Jircniv memnuniyetle başını salladı, ve tam o anda, kapısı çaldı. 

“İlk ben ineyim, Majesteleri.” 

“Sana bırakıyorum.” 

Kısa cevaptan sonra, Baziwood arabanın kapısını açtı. 

Baharuth İmparatorluğunun en yüksek otoritesini taşıyan vagondan görkemli ve uygun bir çıkıştı. Her ihtimale karşı, Roune kapıyı açarken İmparator ve dışarısı arasına kendini koyarak Jircniv için bir kalkan görevi görüyordu. 

Baziwood'un ötesinde ne olduğu görülüyordu. 

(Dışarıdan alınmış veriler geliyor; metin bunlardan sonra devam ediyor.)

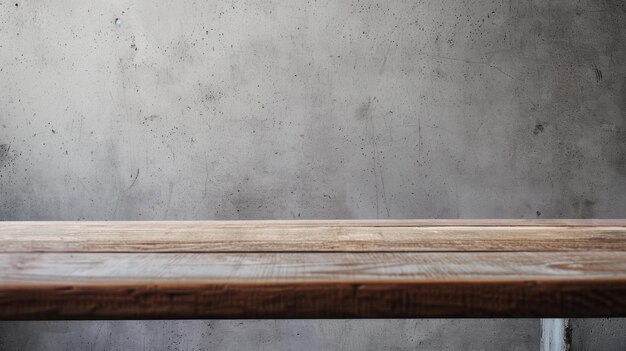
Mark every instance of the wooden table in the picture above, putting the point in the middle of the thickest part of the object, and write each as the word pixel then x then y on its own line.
pixel 312 269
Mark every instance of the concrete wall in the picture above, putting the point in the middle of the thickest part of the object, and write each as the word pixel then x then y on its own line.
pixel 308 109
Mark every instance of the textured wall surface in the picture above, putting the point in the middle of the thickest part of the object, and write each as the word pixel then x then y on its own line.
pixel 292 109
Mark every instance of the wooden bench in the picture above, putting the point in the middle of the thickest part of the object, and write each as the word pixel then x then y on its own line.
pixel 312 269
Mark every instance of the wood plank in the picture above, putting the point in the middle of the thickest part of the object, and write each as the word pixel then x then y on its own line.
pixel 312 285
pixel 322 236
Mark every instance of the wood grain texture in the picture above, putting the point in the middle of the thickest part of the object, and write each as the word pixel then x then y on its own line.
pixel 312 269
pixel 308 236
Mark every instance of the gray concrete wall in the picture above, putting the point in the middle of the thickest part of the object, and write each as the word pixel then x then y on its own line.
pixel 294 109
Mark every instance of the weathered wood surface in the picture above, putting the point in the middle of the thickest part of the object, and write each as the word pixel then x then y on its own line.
pixel 312 269
pixel 308 236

İlk bakışta göze çarpan şey ovaların çimleriydi. Ondan sonra arabanın karşısında dizilmiş olan kraliyet muhafızları. Onların ötesinde ovalardan yükselen bir tepe uzanıyordu, ve yarı gömülü gibi görünen devasa bir kafes kapısına benzeyen bir şey. 

Burası Nazarick'in Büyük Yeraltı Mezarı mı? Bana söylenenden biraz farklı görünüyor… şey, bu gibi hatalar kabul edilebilir aralıklar içinde. 

Jircniv arabadan indikten sonra, ― çoktan kraliyet muhafızlarının oluşturduğu sıraya katılmış olan ― Baziwood’un arkasından adımını attı, ve ileri çıktı. 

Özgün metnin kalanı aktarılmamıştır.